Support for Video Retrieval

Video Retrieval and Multimedia Support

The video retrieval component extends the multimedia capabilities of the webLyzard platform, building upon existing content acquisition services to gather and analyze user-generated content from YouTube and other social media channels. The new component (i) collects and processes the transcripts of YouTube videos, (ii) makes them available to the platform’s analytic tools, and (iii) provides playback functionality to not only show the entire video, but also individual fragments on a more granular sentence level.

Video Playback

Video data is gaining importance when it comes to social media. Users can play full-length videos directly within the portal, either by clicking on the icons that appear on mouse-over in the list of search results, or by using the “Play” button in the full text view.

A separate data source allows searching and showing specific sentences within the video transcript. If such video fragments are available for a given search term, the system automatically adds a video column with play buttons for each listed video fragment.

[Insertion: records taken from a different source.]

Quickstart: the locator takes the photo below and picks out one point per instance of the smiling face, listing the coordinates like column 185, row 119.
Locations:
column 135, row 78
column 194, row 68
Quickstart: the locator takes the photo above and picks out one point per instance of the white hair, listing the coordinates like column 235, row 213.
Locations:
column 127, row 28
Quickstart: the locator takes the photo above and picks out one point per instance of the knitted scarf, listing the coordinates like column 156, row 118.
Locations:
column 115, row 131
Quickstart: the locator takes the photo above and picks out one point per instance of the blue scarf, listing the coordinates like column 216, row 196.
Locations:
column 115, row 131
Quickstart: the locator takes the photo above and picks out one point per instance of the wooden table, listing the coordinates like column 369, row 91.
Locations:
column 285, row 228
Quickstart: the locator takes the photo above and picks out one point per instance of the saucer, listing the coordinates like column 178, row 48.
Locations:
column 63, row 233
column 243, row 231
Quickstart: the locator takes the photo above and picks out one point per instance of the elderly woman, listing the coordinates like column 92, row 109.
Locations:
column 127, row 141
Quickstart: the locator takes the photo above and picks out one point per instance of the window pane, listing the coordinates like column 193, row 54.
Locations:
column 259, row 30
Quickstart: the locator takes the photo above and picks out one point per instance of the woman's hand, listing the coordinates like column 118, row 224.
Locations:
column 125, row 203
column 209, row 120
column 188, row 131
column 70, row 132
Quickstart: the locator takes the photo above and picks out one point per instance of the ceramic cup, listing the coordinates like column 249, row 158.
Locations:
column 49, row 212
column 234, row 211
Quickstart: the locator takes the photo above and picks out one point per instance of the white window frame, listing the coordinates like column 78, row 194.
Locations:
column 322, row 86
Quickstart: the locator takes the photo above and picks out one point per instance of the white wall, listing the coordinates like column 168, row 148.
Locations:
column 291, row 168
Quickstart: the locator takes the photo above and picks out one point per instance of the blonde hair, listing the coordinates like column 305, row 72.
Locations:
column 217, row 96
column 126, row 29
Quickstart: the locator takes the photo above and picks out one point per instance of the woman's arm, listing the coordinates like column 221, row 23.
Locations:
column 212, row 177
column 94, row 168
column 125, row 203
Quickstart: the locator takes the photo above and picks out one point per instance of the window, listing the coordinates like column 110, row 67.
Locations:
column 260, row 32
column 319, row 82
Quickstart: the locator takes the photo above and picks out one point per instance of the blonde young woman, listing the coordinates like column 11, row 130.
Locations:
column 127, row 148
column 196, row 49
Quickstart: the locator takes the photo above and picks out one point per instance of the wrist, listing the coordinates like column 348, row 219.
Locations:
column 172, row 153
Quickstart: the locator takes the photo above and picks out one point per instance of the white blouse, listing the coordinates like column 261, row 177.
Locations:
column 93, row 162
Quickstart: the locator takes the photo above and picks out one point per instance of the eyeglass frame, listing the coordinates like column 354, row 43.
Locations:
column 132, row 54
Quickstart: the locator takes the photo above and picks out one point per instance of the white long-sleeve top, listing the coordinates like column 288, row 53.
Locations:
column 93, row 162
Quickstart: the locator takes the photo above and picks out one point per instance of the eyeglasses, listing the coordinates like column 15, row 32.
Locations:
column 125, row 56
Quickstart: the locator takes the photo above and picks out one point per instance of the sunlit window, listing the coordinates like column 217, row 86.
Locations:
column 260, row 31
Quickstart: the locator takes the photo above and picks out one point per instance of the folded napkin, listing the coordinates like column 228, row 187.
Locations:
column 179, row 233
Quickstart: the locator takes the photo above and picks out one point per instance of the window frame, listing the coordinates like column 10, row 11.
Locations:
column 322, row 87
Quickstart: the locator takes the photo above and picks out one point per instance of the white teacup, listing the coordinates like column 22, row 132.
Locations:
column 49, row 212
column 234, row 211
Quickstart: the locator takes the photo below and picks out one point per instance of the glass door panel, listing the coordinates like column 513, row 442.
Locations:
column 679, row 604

Data Collection and Transcription

While YouTube allows video owners to provide their own transcript files for closed captioning, they have also been offering automatic transcripts for some time. The automated transcription technology has seen constant improvement over the years and now produces high levels of accuracy for the identification of key terms within speech. webLyzard processes the URLs of YouTube videos to gather transcripts of each video, identify temporal fragments, and annotate the named entities that occur in each fragment.

Metadata Generation

Initially developed together with Media Mixer, a support action funded by the European Commission’s 7th Framework Programme, and further extended as part of the InVID Horizon 2020 Innovation Action, the transcript search is deployed in combination with innovative multimedia solutions, enabling the platform to:

  • split videos into temporal fragments, generally corresponding to the sentence level in speech;
  • annotate text fragments, using Linked Data to provide a unique identification for each concept, thereby resolving ambiguities in natural language and connecting annotations to additional metadata about identified entities.
  • create machine-processable video annotations to connect temporal fragments to the annotated entities, enabling advanced semantic search capabilities for video material at the fragment level.

References

Nixon, L., Bauer, M. and Scharl, A. (2014). Enhancing Web Intelligence with the Content of Online Video Fragments. International Semantic Web Conference (ISWC-2014), Proceedings of the Posters and Demonstrations Track.. Riva del Garda, Italy: CEUR Volume 1272: 109-112.

Last Update as of release 2018-12 (Queensland Lizard)